Why web design committees are so tough

I’ve been part of a process of redesigning the Poughkeepsie Farm Project website, both visually and functionally since about March.  It’s a group effort, with a good number of people from the PFP, all of whom expressed interest at the PFP annual leadership kickoff.  Last night we did our first review of the graphic designs that were graciously done pro bono for the project.

It amazed me a bit how varied the feedback was.  On most points there were people that had absolutely opposite opinions, and who agreed or disagreed with a point varied over ever detail discussed.  It was spiritted but friendly.  After about an hour of discussion we boiled it down to a base design, plus 6 concrete pieces of feedback that everyone wanted to see integrated.

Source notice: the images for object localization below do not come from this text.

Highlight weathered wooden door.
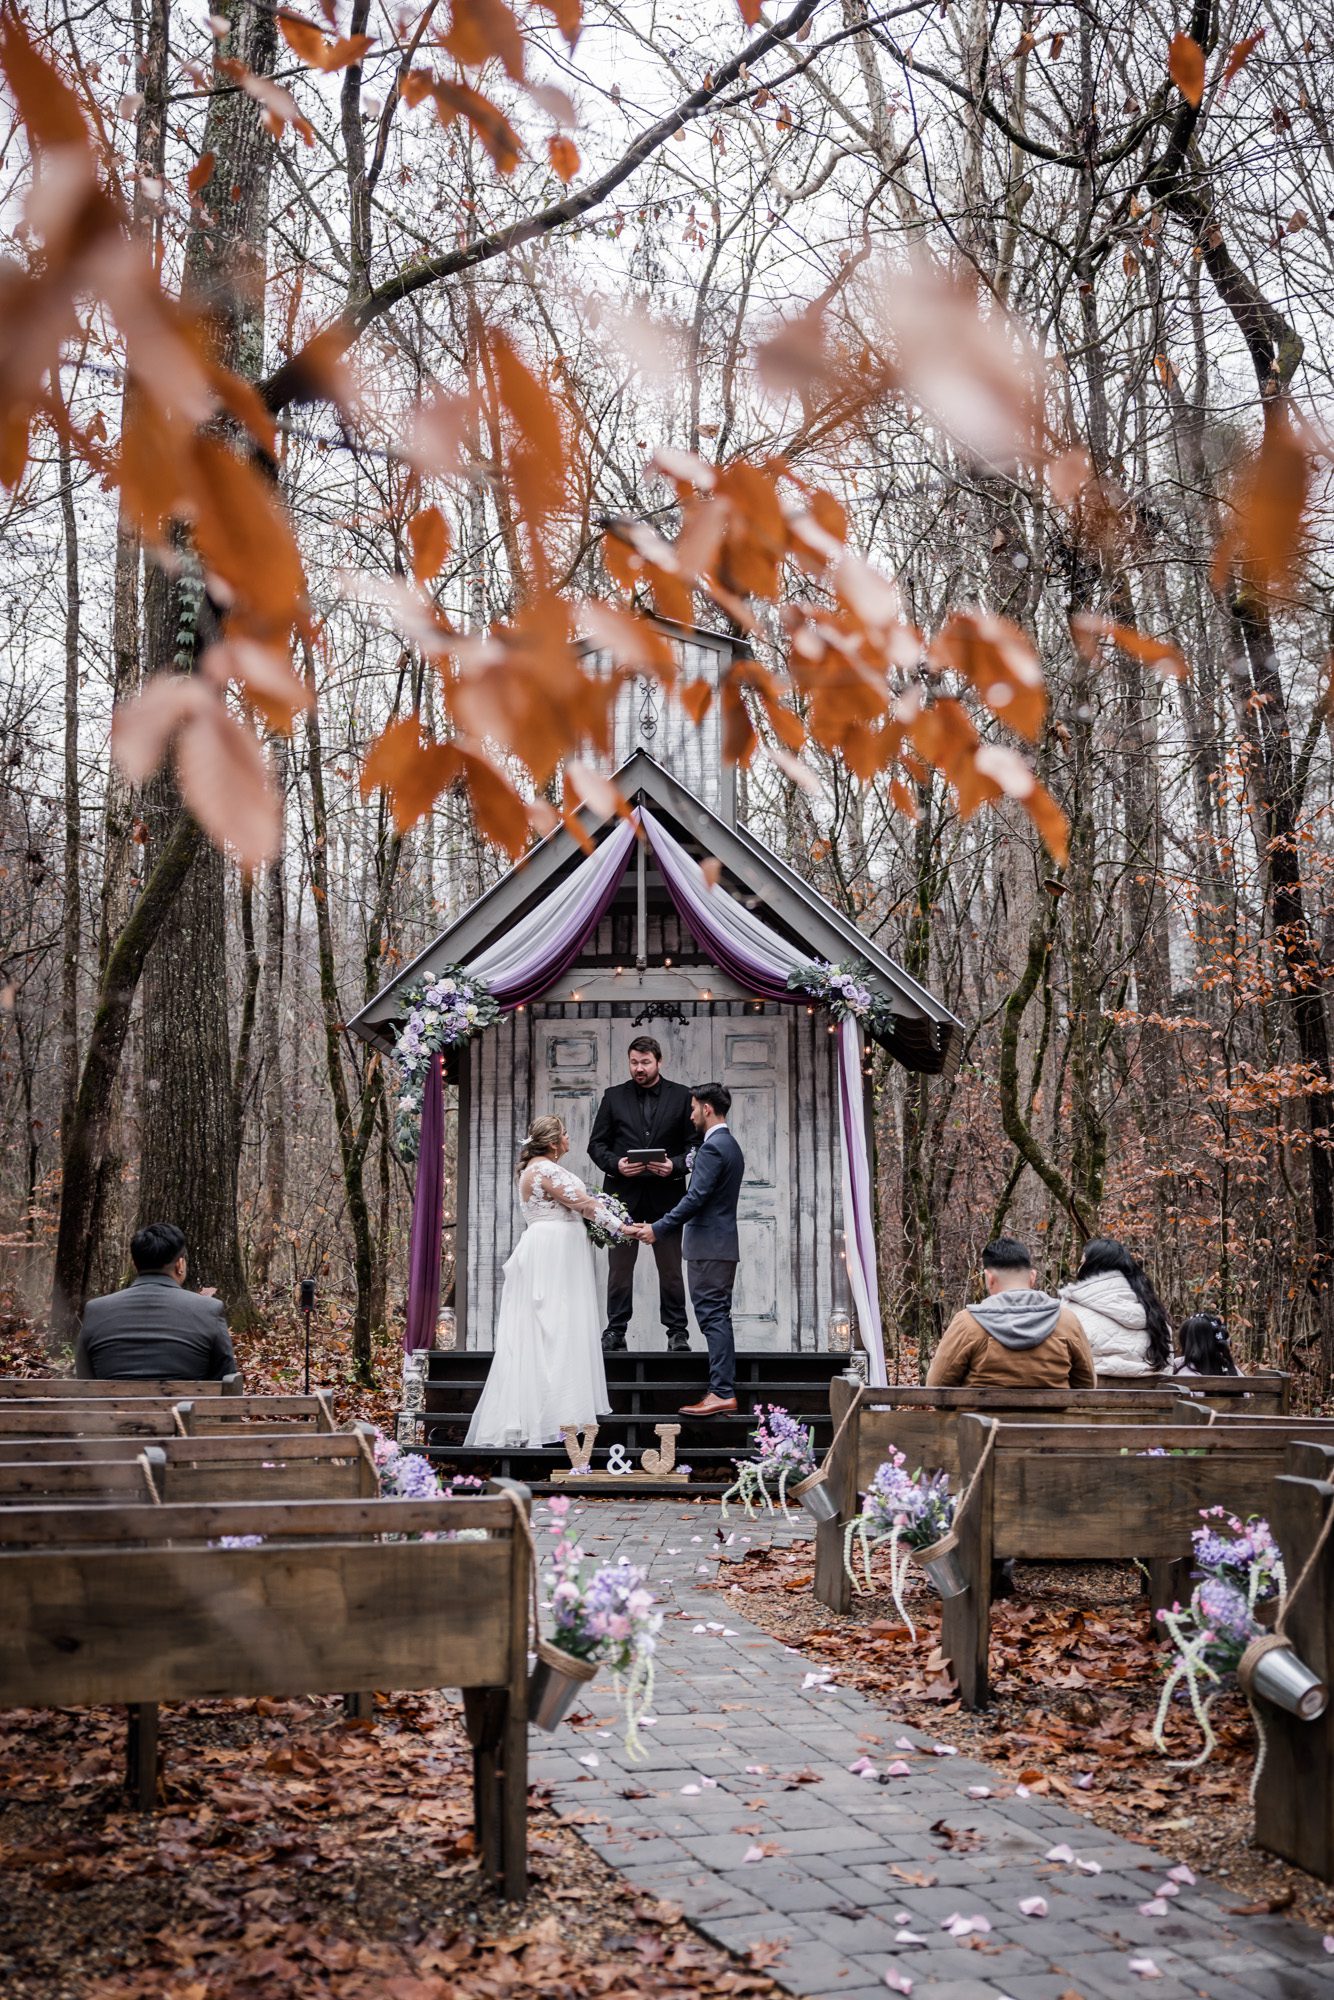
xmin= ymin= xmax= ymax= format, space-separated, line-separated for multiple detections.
xmin=712 ymin=1014 xmax=793 ymax=1352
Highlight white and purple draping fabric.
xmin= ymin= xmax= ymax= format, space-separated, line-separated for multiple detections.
xmin=469 ymin=814 xmax=638 ymax=1005
xmin=402 ymin=819 xmax=636 ymax=1351
xmin=639 ymin=808 xmax=887 ymax=1385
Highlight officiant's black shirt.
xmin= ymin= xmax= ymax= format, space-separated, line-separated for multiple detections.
xmin=634 ymin=1077 xmax=662 ymax=1141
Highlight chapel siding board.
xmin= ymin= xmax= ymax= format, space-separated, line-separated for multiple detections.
xmin=466 ymin=1010 xmax=531 ymax=1352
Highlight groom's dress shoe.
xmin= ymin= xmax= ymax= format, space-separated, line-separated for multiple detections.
xmin=679 ymin=1393 xmax=737 ymax=1417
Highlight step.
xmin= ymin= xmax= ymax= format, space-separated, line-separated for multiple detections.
xmin=416 ymin=1409 xmax=830 ymax=1452
xmin=424 ymin=1349 xmax=849 ymax=1387
xmin=422 ymin=1379 xmax=839 ymax=1419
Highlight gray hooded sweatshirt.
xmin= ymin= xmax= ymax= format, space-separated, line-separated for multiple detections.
xmin=968 ymin=1288 xmax=1063 ymax=1350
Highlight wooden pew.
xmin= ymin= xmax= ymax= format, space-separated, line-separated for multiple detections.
xmin=146 ymin=1430 xmax=378 ymax=1503
xmin=0 ymin=1405 xmax=186 ymax=1440
xmin=813 ymin=1378 xmax=1195 ymax=1613
xmin=0 ymin=1375 xmax=243 ymax=1399
xmin=0 ymin=1487 xmax=533 ymax=1897
xmin=942 ymin=1416 xmax=1334 ymax=1708
xmin=0 ymin=1428 xmax=363 ymax=1467
xmin=175 ymin=1391 xmax=336 ymax=1432
xmin=0 ymin=1393 xmax=335 ymax=1441
xmin=1253 ymin=1440 xmax=1334 ymax=1881
xmin=1100 ymin=1370 xmax=1290 ymax=1413
xmin=0 ymin=1457 xmax=162 ymax=1504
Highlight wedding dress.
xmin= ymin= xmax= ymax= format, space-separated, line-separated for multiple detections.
xmin=464 ymin=1158 xmax=618 ymax=1448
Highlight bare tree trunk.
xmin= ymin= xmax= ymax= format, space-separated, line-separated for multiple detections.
xmin=57 ymin=424 xmax=81 ymax=1139
xmin=252 ymin=740 xmax=288 ymax=1290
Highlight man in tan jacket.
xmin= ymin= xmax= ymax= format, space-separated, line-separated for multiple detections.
xmin=928 ymin=1237 xmax=1096 ymax=1389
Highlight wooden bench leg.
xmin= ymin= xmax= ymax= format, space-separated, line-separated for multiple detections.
xmin=814 ymin=1515 xmax=852 ymax=1615
xmin=343 ymin=1691 xmax=375 ymax=1720
xmin=1146 ymin=1556 xmax=1192 ymax=1619
xmin=940 ymin=1420 xmax=995 ymax=1710
xmin=126 ymin=1703 xmax=159 ymax=1811
xmin=499 ymin=1690 xmax=528 ymax=1901
xmin=463 ymin=1688 xmax=505 ymax=1884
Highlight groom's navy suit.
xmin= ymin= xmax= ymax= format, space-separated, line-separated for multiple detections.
xmin=650 ymin=1126 xmax=745 ymax=1398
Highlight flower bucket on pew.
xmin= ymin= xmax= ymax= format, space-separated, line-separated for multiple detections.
xmin=1153 ymin=1510 xmax=1326 ymax=1770
xmin=843 ymin=1450 xmax=963 ymax=1637
xmin=721 ymin=1405 xmax=824 ymax=1520
xmin=530 ymin=1496 xmax=663 ymax=1753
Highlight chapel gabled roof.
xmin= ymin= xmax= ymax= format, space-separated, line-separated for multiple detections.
xmin=349 ymin=750 xmax=964 ymax=1074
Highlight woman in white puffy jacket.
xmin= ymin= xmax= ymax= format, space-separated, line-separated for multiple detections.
xmin=1059 ymin=1238 xmax=1173 ymax=1376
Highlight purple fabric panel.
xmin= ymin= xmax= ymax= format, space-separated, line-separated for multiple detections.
xmin=486 ymin=817 xmax=637 ymax=1008
xmin=404 ymin=1052 xmax=445 ymax=1354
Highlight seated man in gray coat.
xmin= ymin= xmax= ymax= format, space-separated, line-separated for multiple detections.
xmin=76 ymin=1222 xmax=238 ymax=1381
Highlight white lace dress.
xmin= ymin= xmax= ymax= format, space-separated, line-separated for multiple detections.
xmin=464 ymin=1158 xmax=618 ymax=1448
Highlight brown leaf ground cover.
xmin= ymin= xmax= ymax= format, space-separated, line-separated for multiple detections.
xmin=0 ymin=1691 xmax=783 ymax=2000
xmin=718 ymin=1538 xmax=1334 ymax=1934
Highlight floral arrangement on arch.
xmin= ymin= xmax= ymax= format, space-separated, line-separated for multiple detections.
xmin=721 ymin=1404 xmax=819 ymax=1518
xmin=786 ymin=958 xmax=895 ymax=1038
xmin=1152 ymin=1510 xmax=1286 ymax=1765
xmin=544 ymin=1495 xmax=662 ymax=1754
xmin=391 ymin=968 xmax=501 ymax=1161
xmin=844 ymin=1449 xmax=956 ymax=1637
xmin=586 ymin=1191 xmax=632 ymax=1248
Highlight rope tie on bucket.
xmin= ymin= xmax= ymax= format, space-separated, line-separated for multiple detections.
xmin=812 ymin=1381 xmax=867 ymax=1484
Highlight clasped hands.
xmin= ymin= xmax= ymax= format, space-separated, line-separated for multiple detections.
xmin=623 ymin=1221 xmax=656 ymax=1242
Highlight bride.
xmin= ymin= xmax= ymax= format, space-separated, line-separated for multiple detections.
xmin=465 ymin=1115 xmax=623 ymax=1448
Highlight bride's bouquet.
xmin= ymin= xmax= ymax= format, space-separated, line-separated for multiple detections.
xmin=585 ymin=1191 xmax=631 ymax=1248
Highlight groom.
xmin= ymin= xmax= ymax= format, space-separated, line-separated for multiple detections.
xmin=628 ymin=1083 xmax=744 ymax=1417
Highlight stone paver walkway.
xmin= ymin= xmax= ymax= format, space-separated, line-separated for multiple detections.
xmin=529 ymin=1498 xmax=1332 ymax=2000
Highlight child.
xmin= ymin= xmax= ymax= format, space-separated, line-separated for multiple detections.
xmin=1171 ymin=1311 xmax=1241 ymax=1377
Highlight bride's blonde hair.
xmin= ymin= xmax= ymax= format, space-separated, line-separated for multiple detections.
xmin=518 ymin=1115 xmax=565 ymax=1174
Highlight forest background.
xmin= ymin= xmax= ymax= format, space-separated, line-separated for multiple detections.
xmin=2 ymin=0 xmax=1332 ymax=1395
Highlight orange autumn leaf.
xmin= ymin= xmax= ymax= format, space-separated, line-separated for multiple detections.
xmin=1168 ymin=32 xmax=1205 ymax=106
xmin=1070 ymin=613 xmax=1188 ymax=681
xmin=188 ymin=150 xmax=216 ymax=195
xmin=928 ymin=611 xmax=1046 ymax=742
xmin=278 ymin=13 xmax=373 ymax=72
xmin=408 ymin=504 xmax=451 ymax=583
xmin=403 ymin=71 xmax=522 ymax=172
xmin=1222 ymin=28 xmax=1264 ymax=87
xmin=1213 ymin=406 xmax=1311 ymax=600
xmin=220 ymin=59 xmax=316 ymax=143
xmin=441 ymin=0 xmax=527 ymax=81
xmin=547 ymin=134 xmax=580 ymax=182
xmin=361 ymin=715 xmax=459 ymax=830
xmin=537 ymin=0 xmax=582 ymax=48
xmin=491 ymin=330 xmax=566 ymax=522
xmin=678 ymin=680 xmax=714 ymax=725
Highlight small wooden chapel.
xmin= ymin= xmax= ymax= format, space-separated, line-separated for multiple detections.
xmin=351 ymin=625 xmax=963 ymax=1377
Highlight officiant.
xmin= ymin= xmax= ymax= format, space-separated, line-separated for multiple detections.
xmin=588 ymin=1035 xmax=696 ymax=1353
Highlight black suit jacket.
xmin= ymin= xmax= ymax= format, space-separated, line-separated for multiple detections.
xmin=76 ymin=1273 xmax=238 ymax=1381
xmin=587 ymin=1076 xmax=695 ymax=1221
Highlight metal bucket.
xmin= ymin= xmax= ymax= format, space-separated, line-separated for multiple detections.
xmin=793 ymin=1469 xmax=839 ymax=1523
xmin=528 ymin=1639 xmax=599 ymax=1732
xmin=915 ymin=1531 xmax=968 ymax=1599
xmin=1247 ymin=1641 xmax=1328 ymax=1721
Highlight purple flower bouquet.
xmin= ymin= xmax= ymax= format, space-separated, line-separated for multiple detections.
xmin=534 ymin=1496 xmax=662 ymax=1752
xmin=371 ymin=1431 xmax=487 ymax=1540
xmin=1153 ymin=1510 xmax=1293 ymax=1765
xmin=721 ymin=1404 xmax=819 ymax=1519
xmin=844 ymin=1449 xmax=959 ymax=1636
xmin=586 ymin=1191 xmax=632 ymax=1249
xmin=391 ymin=967 xmax=500 ymax=1161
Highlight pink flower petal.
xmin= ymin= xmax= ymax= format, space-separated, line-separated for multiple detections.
xmin=1168 ymin=1864 xmax=1196 ymax=1886
xmin=1045 ymin=1843 xmax=1075 ymax=1864
xmin=1129 ymin=1960 xmax=1162 ymax=1979
xmin=1324 ymin=1935 xmax=1334 ymax=1953
xmin=894 ymin=1736 xmax=917 ymax=1750
xmin=745 ymin=1764 xmax=767 ymax=1775
xmin=1018 ymin=1897 xmax=1048 ymax=1918
xmin=942 ymin=1914 xmax=992 ymax=1937
xmin=1075 ymin=1772 xmax=1095 ymax=1789
xmin=893 ymin=1930 xmax=928 ymax=1946
xmin=1139 ymin=1900 xmax=1169 ymax=1917
xmin=680 ymin=1783 xmax=701 ymax=1795
xmin=1075 ymin=1857 xmax=1102 ymax=1875
xmin=883 ymin=1974 xmax=913 ymax=1994
xmin=931 ymin=1742 xmax=958 ymax=1756
xmin=1156 ymin=1881 xmax=1179 ymax=1899
xmin=741 ymin=1845 xmax=766 ymax=1864
xmin=884 ymin=1760 xmax=913 ymax=1777
xmin=966 ymin=1785 xmax=992 ymax=1799
xmin=578 ymin=1753 xmax=600 ymax=1768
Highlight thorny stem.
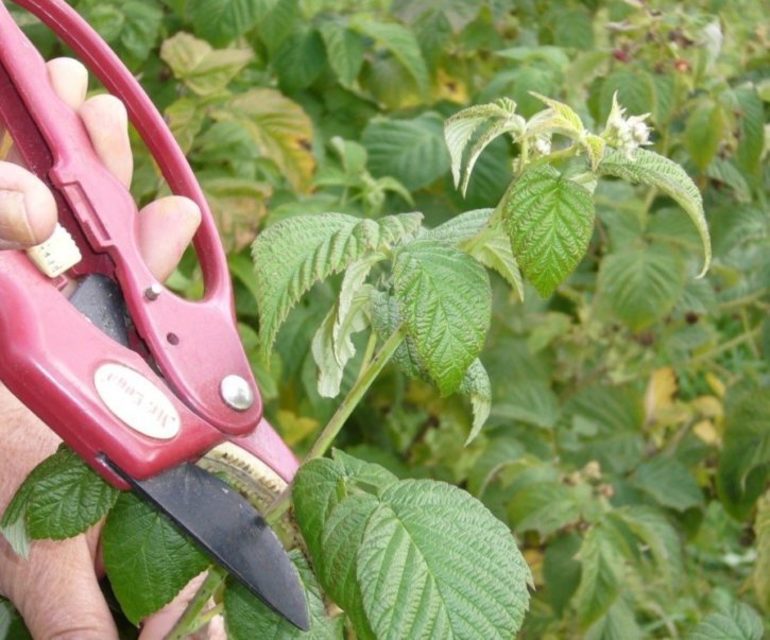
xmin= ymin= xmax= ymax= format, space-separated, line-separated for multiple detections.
xmin=164 ymin=566 xmax=227 ymax=640
xmin=263 ymin=324 xmax=407 ymax=524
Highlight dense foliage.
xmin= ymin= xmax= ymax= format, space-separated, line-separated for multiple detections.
xmin=2 ymin=0 xmax=770 ymax=638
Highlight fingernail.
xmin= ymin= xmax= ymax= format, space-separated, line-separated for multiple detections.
xmin=0 ymin=188 xmax=35 ymax=245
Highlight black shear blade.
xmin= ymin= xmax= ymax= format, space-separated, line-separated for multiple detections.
xmin=115 ymin=462 xmax=309 ymax=631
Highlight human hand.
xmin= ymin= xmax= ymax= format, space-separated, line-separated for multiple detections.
xmin=0 ymin=58 xmax=213 ymax=639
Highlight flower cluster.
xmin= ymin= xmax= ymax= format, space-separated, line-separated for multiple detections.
xmin=602 ymin=92 xmax=652 ymax=158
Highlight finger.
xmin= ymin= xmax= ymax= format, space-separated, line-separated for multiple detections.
xmin=46 ymin=57 xmax=88 ymax=109
xmin=0 ymin=161 xmax=56 ymax=249
xmin=3 ymin=537 xmax=118 ymax=640
xmin=138 ymin=573 xmax=208 ymax=640
xmin=0 ymin=59 xmax=86 ymax=250
xmin=78 ymin=94 xmax=133 ymax=188
xmin=138 ymin=196 xmax=201 ymax=282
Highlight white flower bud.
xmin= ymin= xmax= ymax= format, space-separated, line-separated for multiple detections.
xmin=602 ymin=92 xmax=653 ymax=158
xmin=533 ymin=135 xmax=552 ymax=156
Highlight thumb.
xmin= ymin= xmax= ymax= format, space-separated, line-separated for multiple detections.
xmin=0 ymin=160 xmax=57 ymax=249
xmin=8 ymin=537 xmax=118 ymax=640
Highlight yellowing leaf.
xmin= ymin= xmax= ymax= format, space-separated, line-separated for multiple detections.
xmin=644 ymin=367 xmax=677 ymax=424
xmin=692 ymin=395 xmax=724 ymax=420
xmin=523 ymin=548 xmax=544 ymax=587
xmin=276 ymin=409 xmax=319 ymax=447
xmin=212 ymin=89 xmax=315 ymax=192
xmin=160 ymin=32 xmax=252 ymax=96
xmin=753 ymin=491 xmax=770 ymax=612
xmin=706 ymin=372 xmax=726 ymax=398
xmin=693 ymin=420 xmax=720 ymax=446
xmin=434 ymin=68 xmax=468 ymax=104
xmin=201 ymin=177 xmax=271 ymax=251
xmin=164 ymin=98 xmax=205 ymax=153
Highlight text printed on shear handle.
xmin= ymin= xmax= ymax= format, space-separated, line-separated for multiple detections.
xmin=94 ymin=363 xmax=181 ymax=439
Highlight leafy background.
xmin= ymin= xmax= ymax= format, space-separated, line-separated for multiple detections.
xmin=3 ymin=0 xmax=770 ymax=638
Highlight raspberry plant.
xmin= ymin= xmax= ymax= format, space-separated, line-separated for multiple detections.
xmin=2 ymin=0 xmax=769 ymax=638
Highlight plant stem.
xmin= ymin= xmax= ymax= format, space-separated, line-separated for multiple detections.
xmin=165 ymin=566 xmax=227 ymax=640
xmin=688 ymin=326 xmax=762 ymax=367
xmin=356 ymin=331 xmax=379 ymax=383
xmin=263 ymin=324 xmax=406 ymax=523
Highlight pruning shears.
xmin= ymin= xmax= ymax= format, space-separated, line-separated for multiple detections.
xmin=0 ymin=0 xmax=309 ymax=630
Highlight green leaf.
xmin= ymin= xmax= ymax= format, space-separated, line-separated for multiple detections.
xmin=293 ymin=455 xmax=398 ymax=639
xmin=632 ymin=457 xmax=704 ymax=512
xmin=598 ymin=149 xmax=711 ymax=276
xmin=186 ymin=0 xmax=272 ymax=46
xmin=706 ymin=159 xmax=751 ymax=203
xmin=211 ymin=88 xmax=315 ymax=192
xmin=160 ymin=32 xmax=252 ymax=96
xmin=585 ymin=599 xmax=641 ymax=640
xmin=543 ymin=533 xmax=582 ymax=617
xmin=685 ymin=102 xmax=725 ymax=173
xmin=491 ymin=377 xmax=560 ymax=429
xmin=500 ymin=165 xmax=595 ymax=297
xmin=316 ymin=493 xmax=379 ymax=638
xmin=734 ymin=86 xmax=765 ymax=179
xmin=23 ymin=449 xmax=118 ymax=540
xmin=253 ymin=212 xmax=422 ymax=358
xmin=393 ymin=241 xmax=491 ymax=395
xmin=527 ymin=92 xmax=586 ymax=140
xmin=686 ymin=602 xmax=764 ymax=640
xmin=752 ymin=492 xmax=770 ymax=612
xmin=444 ymin=99 xmax=524 ymax=196
xmin=597 ymin=244 xmax=685 ymax=331
xmin=312 ymin=258 xmax=379 ymax=397
xmin=1 ymin=460 xmax=45 ymax=557
xmin=508 ymin=481 xmax=581 ymax=537
xmin=371 ymin=291 xmax=492 ymax=437
xmin=257 ymin=0 xmax=299 ymax=53
xmin=292 ymin=452 xmax=398 ymax=562
xmin=164 ymin=97 xmax=205 ymax=153
xmin=597 ymin=68 xmax=656 ymax=124
xmin=370 ymin=290 xmax=426 ymax=383
xmin=426 ymin=208 xmax=524 ymax=299
xmin=459 ymin=359 xmax=491 ymax=443
xmin=362 ymin=113 xmax=451 ymax=191
xmin=115 ymin=2 xmax=163 ymax=63
xmin=717 ymin=388 xmax=770 ymax=519
xmin=550 ymin=7 xmax=594 ymax=50
xmin=319 ymin=21 xmax=365 ymax=87
xmin=614 ymin=506 xmax=682 ymax=584
xmin=356 ymin=480 xmax=531 ymax=640
xmin=573 ymin=522 xmax=626 ymax=627
xmin=564 ymin=385 xmax=645 ymax=475
xmin=0 ymin=446 xmax=118 ymax=547
xmin=224 ymin=551 xmax=343 ymax=640
xmin=425 ymin=208 xmax=493 ymax=245
xmin=274 ymin=28 xmax=326 ymax=92
xmin=583 ymin=134 xmax=607 ymax=171
xmin=0 ymin=598 xmax=31 ymax=640
xmin=391 ymin=0 xmax=482 ymax=33
xmin=350 ymin=18 xmax=429 ymax=94
xmin=102 ymin=492 xmax=209 ymax=624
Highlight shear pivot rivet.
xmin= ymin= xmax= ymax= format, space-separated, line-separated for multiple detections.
xmin=220 ymin=375 xmax=254 ymax=411
xmin=145 ymin=284 xmax=162 ymax=301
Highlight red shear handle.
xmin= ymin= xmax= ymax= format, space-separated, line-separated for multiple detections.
xmin=0 ymin=0 xmax=261 ymax=433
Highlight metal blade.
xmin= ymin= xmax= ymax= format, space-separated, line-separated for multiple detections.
xmin=110 ymin=460 xmax=309 ymax=630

I was thinking about why there was so many differences of opinion, and I realized web design committees are so tough because our interactions with the web are so personal.  Browsing the web is a solitary experience.  Everyone forms their opinions of what is good and bad in a vacuum, not influenced by others.  This leads to opinions on good vs. bad designs that vary drastically.  Page width/height issues, rotating content/or not, colors that are good or bad, what makes a good logo, how busy should things be, how often should things change.

Every one of us has some strong opinions in those areas due to what each of us use the internet for.  That diversity of purpose is what makes the web as ubiquitous as it is, but it definitely makes the design process challenging, because we all tend to believe the rest of the world uses the internet the way we do.  Which, ironically, is the only demonstrably false opinion that arises during the process.